Is it possible to be happy again, after having gone through a war? Can you remove the conflict from your mind, even if it has settled there?
‘Gro Dahle carries out an impressive and extensive artistic project throughout her titles for all ages… She has now convinced her daughter, Kaia Dahle Nyhus, to bring to the table her own skills in sketching and colour, which beautifully complement the tone of her mother’s text. This is clear in the beautiful-yet-terrible book Krigen in my mind, this is one of the most important and original books of this autumn.’
‘A shocking depiction, in words and images, of a child forced to participate in an adult world… Gro Dahle is sincere in her portrayal of the child, and has her own way of conveying the child’s perspective on the world… Kaia Dahle Nyhus’ crass, naïve images burst with contrast-filled expression. The result is beautiful… The adults’ blindness to the inner pressures experienced by the girl, acting as messenger between mum and dad – the book’s message truly hits home. The slow ending without any sign of a happy, clear conclusion makes this book truly convincing.’
‘Gro Dahle allows us a painful and powerful insight into the drama of divorce as it is experienced by children… the images, filled with expression, ensure that emotion resonates throughout… [Kaia Dahle Nyhus] veers away from the war metaphors within the text, instead showing us Inga’s anger, confusion and self-harm in her own expressive and courageous artistic style. All this makes for a powerful overall impression.’

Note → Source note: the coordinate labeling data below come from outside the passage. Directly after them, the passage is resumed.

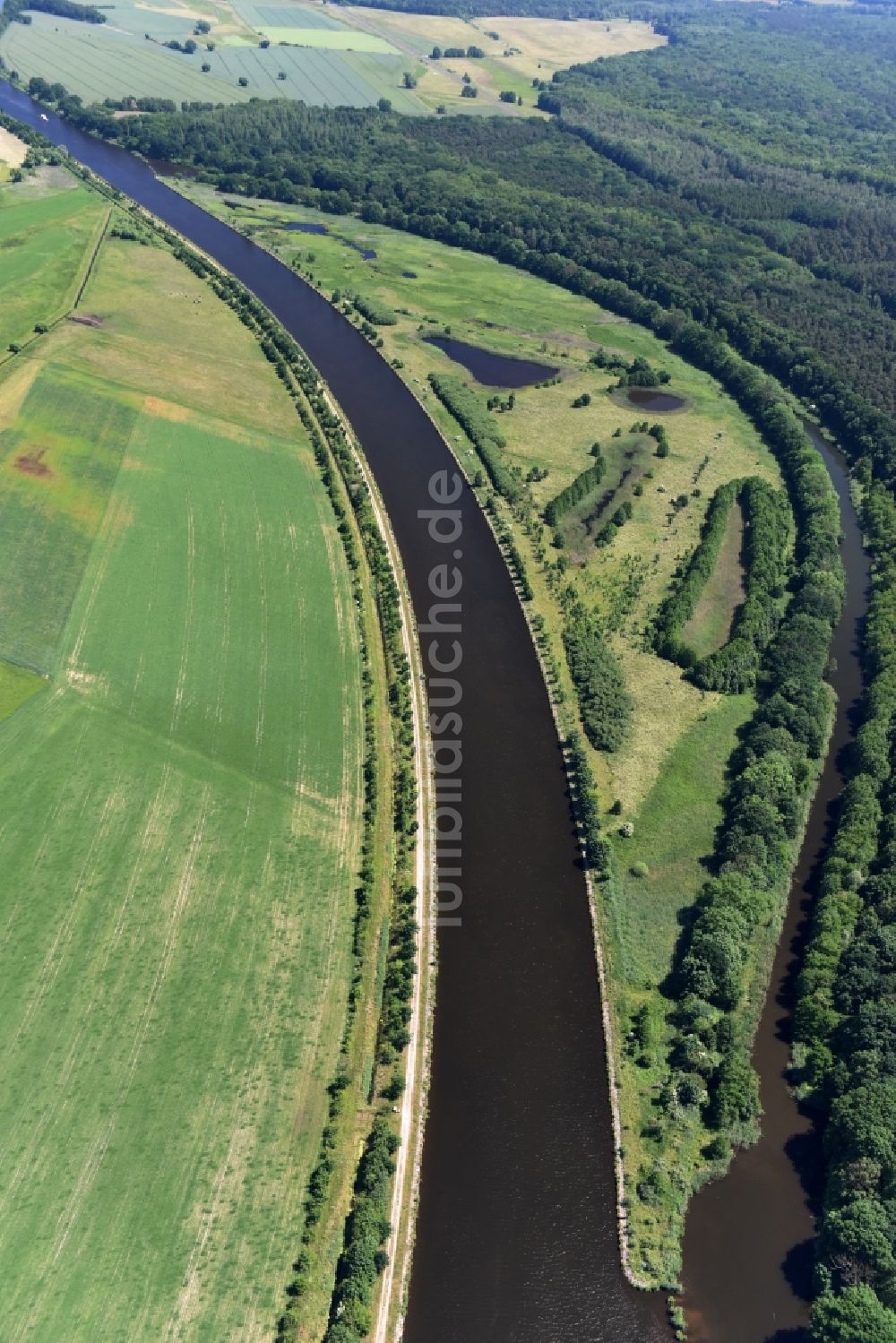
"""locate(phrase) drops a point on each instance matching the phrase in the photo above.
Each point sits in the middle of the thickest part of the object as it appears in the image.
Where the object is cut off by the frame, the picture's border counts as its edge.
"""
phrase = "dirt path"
(417, 1061)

‘Few could convey a story such as this with the same skill as Gro Dahle. She makes a difficult situation tangible and realistic for the reader, all without allowing the text to take a purely pedagogical angle. Her poetic, wise words diminish the hugely sorrowful impression created by the plot… The illustrations are exciting, showing original emphasis and use of colour. The sense of violence lies within the illustrations’ expressionism. Emotions are conveyed in such a raw manner… Children a little older that find themselves in a similar situation may discover elements of familiarity and support within.’
‘With excellent insight into the issue at hand, Gro Dahle takes a realistic approach… This is powerful stuff – and much like reality plays out for many people. The fact that Dahle chooses to leave the content quite so bare and exposed makes the book all the more interesting.’